22. Ganjil

215 71 16
                                    

Keabsenan Inggita hari ini membuat Isyana mengerutkan dahi heran tatkala memasuki kelas. Pasalnya, gadis berambut pendek tersebut membolos tanpa keterangan. Bahkan, nomernya pun tak bisa dihubungi.

Isyana berdecak. Sekali lagi, mencoba menghubungi Inggita. Tetapi, untuk kesekian kali yang mengangkat panggilannya justru suara sang operator.

Lelah karena tak mendapat jawaban, gadis berkucir kuda tersebut meletakkan ponselnya di kolong meja. Sorot matanya menyurusi se-penjuru ruangan X IPA 1. Seperti biasa, aktivitas para siswa di kelas yang katanya unggulan ini tidak mencerminkan sikap selayaknya cap baik tersebut, justru kebalikannya. Padahal, di dalam ruangan ini ada guru mapel Kimia. Akan tetapi, masih ada juga yang tertidur di kelas, menggosip, celometan menggoda guru, bahkan mengupas mangga hasil curian di bangku paling belakang.

Isyana menghela napas panjang.

Inikah yang disebut kelas unggulan!?

Sekali lagi, ia mendesah berat. Mau bagaimanapun labelnya, jika sekolahnya di SMA Tarumania, semua tampak tak jauh berbeda.

Ekor mata gadis itu kemudian mengerling ke kursi kosong yang biasanya ditempati seorang gadis berambut pendek. Selama beberapa jam ke depan, ia pasti merasa kesepian lantaran keabsenan gadis tersebut.

Jika boleh jujur, Isyana sebenarnya enggan menjalin interaksi dengan siswa lain di kelas ini kecuali Inggita. Entah kenapa, batinnya mengatakan kurang sreg jika bersosialisasi bersama mereka. Maka dari itu, ketika Inggita tidak masuk sekolah, Isyana otomatis seorang diri, lalu memilih bergeming di bangkunya seraya mendengarkan musik melalui headset.

Tidak hanya sendirian di kelas, ia juga seorang diri ketika di kantin pada waktu istirahat pertama. Maka, jangan heran tatkala mendapati gadis berkucir kuda tersebut mematung di meja panjang kantin tanpa kehadiran sosok gadis berambut sebahu yang biasanya ke mana-mana selalu berdua.

Isyana mengedarkan pandangan ke seisi kantin SMA Tarumanegara. Tampak penuh sesak oleh murid berjubelan mengantri makanan. Lalu, tatapannya terjatuh pada segerombolan aliansi Lawan STM 05 di sudut area yang sedang menyanyikan lagu dangdut secara rusuh.
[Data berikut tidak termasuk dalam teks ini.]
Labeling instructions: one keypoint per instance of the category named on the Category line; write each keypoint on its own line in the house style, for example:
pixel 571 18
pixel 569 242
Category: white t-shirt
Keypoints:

Salah satu dari mereka ada yang tanpa sengaja membalas tatapan Isyana.

Mampus.

Gadis berkucir kuda itu merutuk sesal. Dengan cepat, ia mengalihkan pandangan ke sembarang arah. Bisa gawat jika ada salah satu dari mereka ada yang memergoki dirinya seorang diri di kantin. Terlebih, tanpa kehadiran Inggita. Tidak akan ada yang membela gadis tersebut selain Inggita jika mereka macam-macam.

Isyana bangkit, perasaannya mendadak was-was bila memaksakan diri bertahan lebih lama di kantin. Gadis itu segera meraih air mineral di atas meja sejurus kemudian berlalu dari sana.

Akan tetapi, sebelun rencananya berhasil, kehadiran aliansi Lawan STM 05 kontan mengurungkan niatnya. Langkah gadis tersebut dihadang dari depan, belakang, bahkan samping kanan dan kiri. Isyana refleks mematung. Posisinya terdesak. Dia terperangkap.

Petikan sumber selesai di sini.